Many of today’s business phone systems have call recording functionality. In fact, this is often a standard feature with voice over IP (VoIP) phone systems, which transmit audio over data networks. Call recording is most commonly used for quality assurance and training purposes, but it also enables businesses to improve customer service, settle disputes, reduce errors, and provide more effective performance reviews.
However, call recording can get you into hot water if you don’t know the rules. Florida is one of a dozen states with an all-party consent rule. In other words, recording a phone conversation without the consent of all parties involved is illegal. It doesn’t matter if you’re in Florida and the person you’re speaking with is not, or vice versa. If any person on the call is in Florida, Florida’s rule applies. To gain consent, you simply have to state that the call may be recorded. A party can hang up if they don’t want to be recorded, so verbal affirmation is not required. If they stay on the line, consent is implied under Florida law.

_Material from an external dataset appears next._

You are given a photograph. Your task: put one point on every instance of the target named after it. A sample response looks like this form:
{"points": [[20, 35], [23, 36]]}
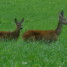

Because call recording is relatively easy with modern phone systems, many organizations record all calls. The problem with recording everything is that you’re recording employee phone calls, not just customer calls. While it’s permissible to monitor or record calls with customers, federal law prohibits monitoring of an employee’s personal calls unless the employee has been explicitly advised not to make personal calls from the particular phone.
It’s relatively easy to start an incoming call with a recording that says the call will be recorded, but you’ll need to train employees to inform parties of call recording during outbound calls, or calls made directly to an employee’s extension bypassing the notice. The information recorded and stored could be used against the recording organization, and the cost to produce recordings for use as evidence in a lawsuit could be significant. You could also run into compliance issues. For example, if you record a call that includes a person’s credit card information, you may be in violation of Payment Card Industry (PCI) regulations.
What happens if the call is disconnected or transferred? Does consent remain in place when the call resumes? In a recent case in California, a man filed a class action against Quicken Loans, arguing that he should have been told again that the call was being recorded after he was disconnected. In this case, the court ruled that the consent obtained at the outset of the original call applied to the entire interaction. However, because the specific circumstances of this case may not apply to your situation, it’s a good idea to err on the side of caution and get consent at every step.
Organizations can balance the business benefits and risks of call recording by selectively recording phone calls. For example, it may make sense to limit call recording to customer service and sales calls, the phone lines of certain employees, or high-value conference calls that may need to be referenced in the future for strategic purposes. Of course, consent needs to be obtained regardless of the nature of the call. Although implied consent is sufficient in the eyes of the law, some companies will ask the party to confirm consent after recording has begun so they have evidence of consent.
If you’re going to record calls, leave nothing to chance. Employees should be properly trained and formal policies developed for obtaining and verifying consent.